В оглушительном пении пушки мне чудится не только наш конец, но и начало. Я мысленно обращаюсь к далекому прошлому…

ЧАСТЬ I

МИЛАН

ДЕКАБРЬ 1476 — АПРЕЛЬ 1477 ГОДА

ГЛАВА ПЕРВАЯ

На вечерней заре до нас донеслись женские крики, неистовые и пронзительные. Мы не услышали бы их, если бы за пару минут до этого не начался пожар и певцы не замолкли. Это случилось за восемь дней до Рождества, в тот миг я стояла на лоджии, вдыхая острый морозный воздух через окно, распахнутое расторопной горничной.

Еще чуть ранее я сидела у потрескивающего камина в покоях герцогини, где одна из ее камеристок поджаривала на пекарской лопатке кедровые орехи — угощение для наследника герцога, семилетнего Джана Галеаццо Сфорца, который со скукой смотрел в огонь, пока нянька расчесывала его золотистые кудри, падающие на хрупкие плечи. Рядом с ним сидел его шестилетний брат Эрмес — толстый, малоподвижный и туго соображающий ребенок с настоящей копной тускло-рыжих волос. Слева от братьев расположилась их мать, герцогиня Бона Савойская, с девственно-белой вуалью на голове, скрывавшей уложенные на затылке косы. Герцогиня поджимала губы и щурилась, глядя на иглу и отрез шелка, который она держала пухлыми пальцами. Ей исполнилось двадцать семь, и она была настоящей матроной. Господь наградил ее грузным телом, крепкими руками и ногами и короткой толстой шеей, из-за которой казалось, будто круглая голова лежит прямо на плечах. Черты лица этой женщины не были лишены приятности: небольшой нос, нежная чистая кожа, мелкие, безупречно ровные зубы, — но лоб у нее оказался слишком низким, с густыми, сведенными к переносице бровями. В профиль лицо казалось почти плоским, глаза были широко расставлены, а маленький подбородок тонул в складках жира, приобретенных в основном после рождения первенца. Зато, по моему разумению, при дворе герцога Галеаццо не было человека добрее, чем его супруга.

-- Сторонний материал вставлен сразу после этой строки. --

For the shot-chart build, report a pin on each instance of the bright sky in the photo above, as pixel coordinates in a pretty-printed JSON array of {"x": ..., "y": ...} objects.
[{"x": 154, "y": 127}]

Слева от Боны сидели две незаконнорожденные дочери герцога, результат его греховной связи с женой одного из придворных. Старшая, тринадцатилетняя Катерина, являла собой образчик телесного совершенства: стройная фигура, обещающая со временем приобрести приятную округлость, чистая кожа, прямой, прекрасной формы нос, только губы немного тонкие. Но Катерина была не просто хорошенькой, а по-настоящему прекрасной благодаря густым, длинным золотистым кудрям, которые так и сверкали на солнце, и глазам, таким синим, что многие, впервые увидев герцогскую дочку, невольно ахали от изумления. Впечатление еще больше усиливалось из-за той уверенности, которая читалась в ее взгляде. Однако сегодня взор Катерины туманился, потому что рукоделье выводило ее из себя и она ненавидела сидеть сиднем. Девчонка часто отвлекалась от вышивания, чтобы поглядеть на огонь или досадливо вздохнуть. Если бы на дворе стояло лето, она обязательно сбежала бы с урока герцогини, отправилась бы с отцом на охоту, поехала бы кататься верхом вместе с братьями или затеяла бы с ними игру в догонялки в просторном дворе. Неважно, что подобные развлечения совершенно не пристали уже помолвленной юной даме, которая через три года выйдет замуж. Гнева герцогини Катерина не боялась, и не только потому, что Бона почти никогда не сердилась, но и потому, что отец обожал дочку и редко позволял наказывать ее.